With the tide low, the contemporary spartina roots are at head level and stratification of who knows how many years is exposed.  In places, I also find the remains of things from a time when people could abandon stuff in the water.  Trying to figure out what I am looking at keeps me busy.  I find the rusted carcass of an engine sitting in the collapsed remains of a wooden hull.  Most of the finds are large timbers...remains of boat launches and mooring facilities.

1926 map...there's more than mud and marsh

Near the mouth of the big river, I enter Wheeler Marsh, which is often a maze of channels equally divided between dead ends and actual passages.  I have few decisions at low tide and paddle up the only likely route.  There is a height of land in marshes...and it is the crux of passage at low water.  I continue in, the water getting shallower bit by bit.  For a couple hundred yards I paddle in six inches or less, and then, bit by bit, it becomes deeper.  The current starts to go against me until I am out of the marsh.  Then I can ride it upriver to where I came from.


Friday, January 8, 2016

Headless Baby Doll Cluster

The call for hot tea and blueberry cake comes just twenty minutes out from shore.  It seems that I have arrived during one hunting season or another.  A few of the camo clad are wandering at the edge of the marsh although some of them are more focused on the pair of bald eagles that nest nearby.

With high tide, I paddle up the channel that leads to the town's sewage treatment plant.  It is bounded on the north by a ridge that is an archaeological site, and when in far enough I find that the ridge is actually an island at this tide level.  As I sit and drink my tea, a large bird rounds the point and takes a perch,  Great Blue Heron, deserving the capital letters only because of the brilliant low sun that shines upon it.

I go out and round the point and paddle up the other of the ridge.  On the submerged ridgeline is a road, a foot deep, not currently a barrier.  I cross over and push in far enough to convince myself that I could pole my way through the grasses to reach open water.  I spot my fourth great blue heron of the day, and then I spot a significant data point.  Half buried in the dirt is a headless baby doll.  It is the second headless baby doll that I have found in the area, the other collected on December 14, 2014.  I note that I must now keep a careful watch just in case there is a headless baby doll cluster in the vicinity.  About 3/4 of a mile separates the two finds, but the other was floating on the edge of a marsh, this one is fixed in the earth and well stained by minerals.  A mature bald eagle soars past as if to approve of the find.
Headless Baby Doll in situ

Housatonic Specimen 1A, December 14, 2014


I head out to the channel that defines Nell's Island, a name which is pushing the limit as there is seldom any dry land...it's just a place that you can't drive a boat.  I think about occupying it and declaring it sovereign land for dumb people, at least until I get hungry or cold or Gilligan's Island is on TV, whichever comes first.  Just with that, I have thought out my plans better than the Bundy knuckleheads have thought out their plan.

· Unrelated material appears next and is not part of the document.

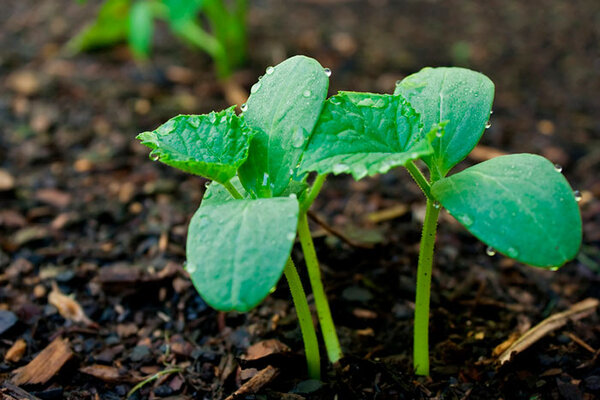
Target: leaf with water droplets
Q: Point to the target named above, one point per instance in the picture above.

The wind pushes me seaward along with the beginning of the ebb.  It is quite, a few workboats dredging oysters and clams in the main channel, few birds. Sometimes the sun comes out from behind the clouds.  This is when the winter marsh takes up magic.  The bronze spartina, still standing tall having not seen any snow, turns gold.  It turns a gold color that we associate with pure richness...strands of gold.  To see it is to be wealthy beyond dreams.